All that buying of longer-term debt means that their prices go up relative to their shorter-term cousins. The US bond market has been inverted since early July, but it has deepened lately. The yield on US one-year and two-year bonds is now between 4% and 4.5%, while the 10-year is 3.5%. This is by far the largest inversion since the early 1980s.
A defensive end to a tough year
Despite the gloomy news out of the US, stock markets have been generally buoyant in recent months. European markets have been especially strong, bouncing about 20% from their October nadir.
The grounds for this optimism are difficult to see beyond a few months. Europe has done an extremely good job of bolstering its gas stockpiles and reducing dependence on Russian hydrocarbons, increasing its resilience against further economic warfare from the Kremlin.
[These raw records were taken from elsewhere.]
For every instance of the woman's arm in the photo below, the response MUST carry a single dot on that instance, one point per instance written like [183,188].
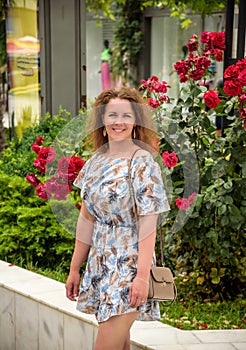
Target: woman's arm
[84,232]
[146,245]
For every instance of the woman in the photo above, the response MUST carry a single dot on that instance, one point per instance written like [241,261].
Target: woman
[119,243]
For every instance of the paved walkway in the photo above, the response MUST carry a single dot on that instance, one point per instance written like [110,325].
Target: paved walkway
[144,335]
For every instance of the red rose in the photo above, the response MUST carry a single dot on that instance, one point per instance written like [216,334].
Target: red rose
[40,192]
[153,103]
[39,140]
[64,164]
[33,180]
[164,98]
[47,155]
[182,203]
[39,165]
[205,37]
[36,148]
[197,74]
[191,198]
[242,98]
[218,40]
[192,45]
[170,159]
[241,64]
[242,113]
[78,206]
[242,77]
[183,78]
[218,55]
[77,163]
[202,62]
[232,87]
[231,72]
[211,98]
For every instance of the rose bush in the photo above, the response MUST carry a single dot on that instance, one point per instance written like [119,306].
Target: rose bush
[60,184]
[209,245]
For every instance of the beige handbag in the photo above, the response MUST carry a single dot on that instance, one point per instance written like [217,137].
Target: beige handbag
[161,282]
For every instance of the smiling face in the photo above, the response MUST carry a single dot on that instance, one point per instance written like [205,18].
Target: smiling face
[119,119]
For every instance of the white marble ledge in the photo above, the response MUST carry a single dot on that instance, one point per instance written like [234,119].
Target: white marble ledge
[145,335]
[40,288]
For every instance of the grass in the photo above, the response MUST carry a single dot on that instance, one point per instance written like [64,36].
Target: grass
[186,313]
[195,316]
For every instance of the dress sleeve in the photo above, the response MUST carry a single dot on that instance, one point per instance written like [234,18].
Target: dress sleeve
[148,188]
[80,179]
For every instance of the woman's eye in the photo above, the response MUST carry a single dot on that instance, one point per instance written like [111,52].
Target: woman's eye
[128,116]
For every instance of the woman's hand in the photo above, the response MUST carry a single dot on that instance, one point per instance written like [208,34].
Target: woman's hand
[138,292]
[72,285]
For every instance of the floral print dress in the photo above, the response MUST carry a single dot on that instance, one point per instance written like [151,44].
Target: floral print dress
[113,257]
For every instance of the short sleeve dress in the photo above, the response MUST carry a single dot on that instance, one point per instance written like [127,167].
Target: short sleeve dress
[113,257]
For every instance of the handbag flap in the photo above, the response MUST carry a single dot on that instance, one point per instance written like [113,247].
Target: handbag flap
[161,274]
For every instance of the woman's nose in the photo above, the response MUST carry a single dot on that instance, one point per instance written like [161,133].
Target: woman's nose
[119,120]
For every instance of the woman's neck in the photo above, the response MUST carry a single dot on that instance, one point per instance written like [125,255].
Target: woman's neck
[121,147]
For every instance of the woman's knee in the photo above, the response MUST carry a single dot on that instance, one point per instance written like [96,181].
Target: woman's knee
[114,333]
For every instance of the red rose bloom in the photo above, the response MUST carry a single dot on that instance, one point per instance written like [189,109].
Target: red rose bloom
[47,155]
[40,192]
[36,148]
[231,72]
[211,98]
[232,87]
[242,113]
[202,62]
[205,37]
[192,44]
[153,103]
[33,180]
[39,140]
[170,159]
[62,191]
[39,165]
[191,198]
[182,203]
[77,163]
[242,77]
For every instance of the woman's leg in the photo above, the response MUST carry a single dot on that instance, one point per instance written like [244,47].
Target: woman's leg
[127,342]
[114,333]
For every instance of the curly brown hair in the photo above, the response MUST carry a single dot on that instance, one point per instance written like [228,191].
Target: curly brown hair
[145,130]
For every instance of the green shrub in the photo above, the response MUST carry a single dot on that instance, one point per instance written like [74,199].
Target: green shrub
[18,158]
[29,231]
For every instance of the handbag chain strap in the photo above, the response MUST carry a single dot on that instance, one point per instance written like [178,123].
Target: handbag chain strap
[134,208]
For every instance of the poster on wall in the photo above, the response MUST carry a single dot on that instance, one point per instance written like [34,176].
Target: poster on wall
[23,52]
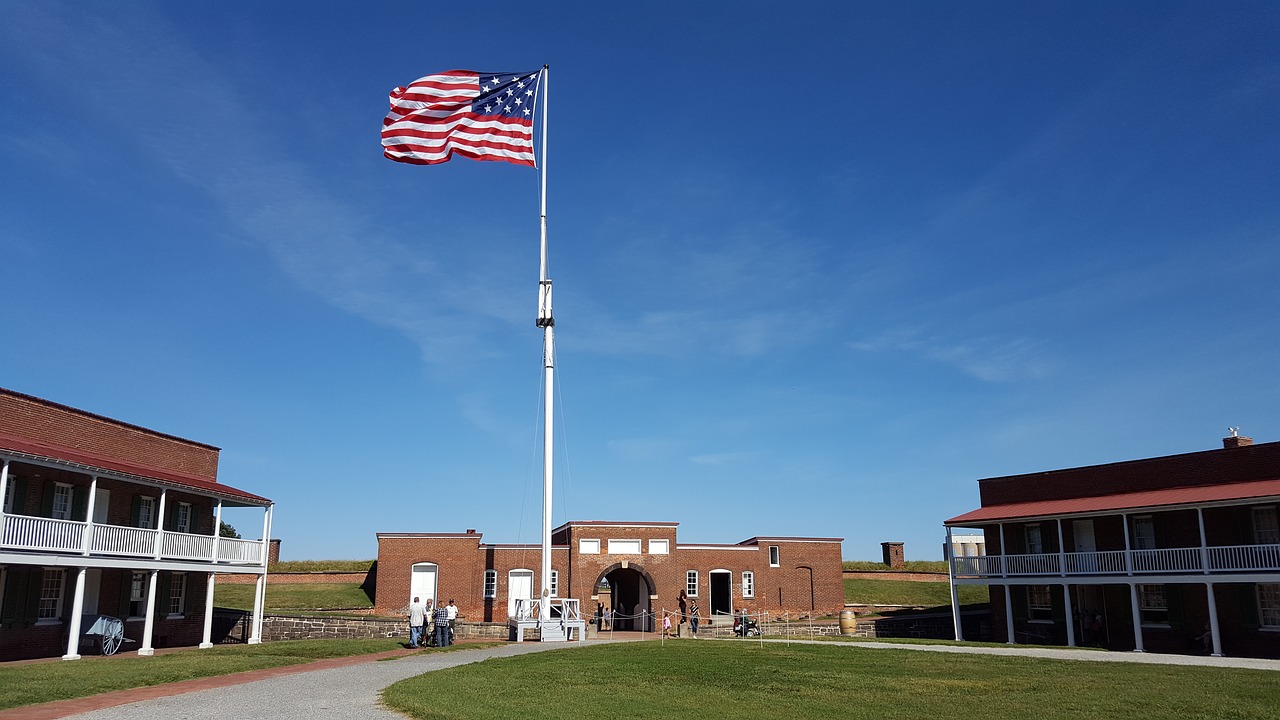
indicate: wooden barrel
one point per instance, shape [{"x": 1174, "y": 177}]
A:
[{"x": 848, "y": 621}]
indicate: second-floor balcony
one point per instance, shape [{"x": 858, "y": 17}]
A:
[
  {"x": 97, "y": 540},
  {"x": 1162, "y": 561}
]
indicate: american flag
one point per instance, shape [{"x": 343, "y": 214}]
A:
[{"x": 478, "y": 115}]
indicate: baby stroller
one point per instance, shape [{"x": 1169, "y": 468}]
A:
[{"x": 745, "y": 627}]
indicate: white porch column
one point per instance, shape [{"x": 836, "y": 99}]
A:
[
  {"x": 1070, "y": 615},
  {"x": 77, "y": 609},
  {"x": 1128, "y": 547},
  {"x": 209, "y": 614},
  {"x": 160, "y": 523},
  {"x": 955, "y": 595},
  {"x": 1009, "y": 615},
  {"x": 256, "y": 624},
  {"x": 150, "y": 620},
  {"x": 1212, "y": 620},
  {"x": 88, "y": 516},
  {"x": 218, "y": 528},
  {"x": 1137, "y": 619}
]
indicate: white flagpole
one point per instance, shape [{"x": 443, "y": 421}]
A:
[{"x": 547, "y": 322}]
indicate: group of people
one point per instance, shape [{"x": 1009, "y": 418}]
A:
[{"x": 424, "y": 619}]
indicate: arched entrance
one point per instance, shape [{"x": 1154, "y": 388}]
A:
[{"x": 629, "y": 597}]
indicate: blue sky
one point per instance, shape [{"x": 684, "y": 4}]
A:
[{"x": 818, "y": 268}]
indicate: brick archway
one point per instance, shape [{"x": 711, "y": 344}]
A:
[{"x": 631, "y": 589}]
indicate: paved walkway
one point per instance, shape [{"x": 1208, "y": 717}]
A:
[{"x": 350, "y": 687}]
Yet the EU is still on a treacherous path of curtailed energy potential, with its factories susceptible to any spike in domestic usage from cold snaps that may necessitate rationing.
"An extraordinary 75% of British businesses are finding it difficult to fill vacancies – at a time when the economy is shrinking, no less."
The UK faces similar energy concerns. It’s also struggling more than its peers to shake off sky-high inflation while already delivering slower growth as it battles labour shortages and dampened productivity. An extraordinary 75% of British businesses are finding it difficult to fill vacancies – at a time when the economy is shrinking, no less. This is no doubt why Chancellor Jeremy Hunt has said that he is working hard to address the problem: it both heightens inflation and reduces economic growth.
While the US is also looking shakier than it was earlier in the year, we still prefer US stocks to those of other developed nations. While the slowing American and global economies make it more difficult for US companies to deliver on earnings forecasts, we think, in the main, they offer better prospects than elsewhere.
Taking all of this together, we are still favouring defensive stocks. That means portfolios that are skewed toward those businesses that should be better placed to ride out trying situations without losing sales or getting hit by higher costs from suppliers or staff. They tend to be companies that deliver slow but reliable growth in profits, like infrastructure and utilities companies, or businesses that benefit from niche industries that are expanding faster than – and independent of – the wider economy.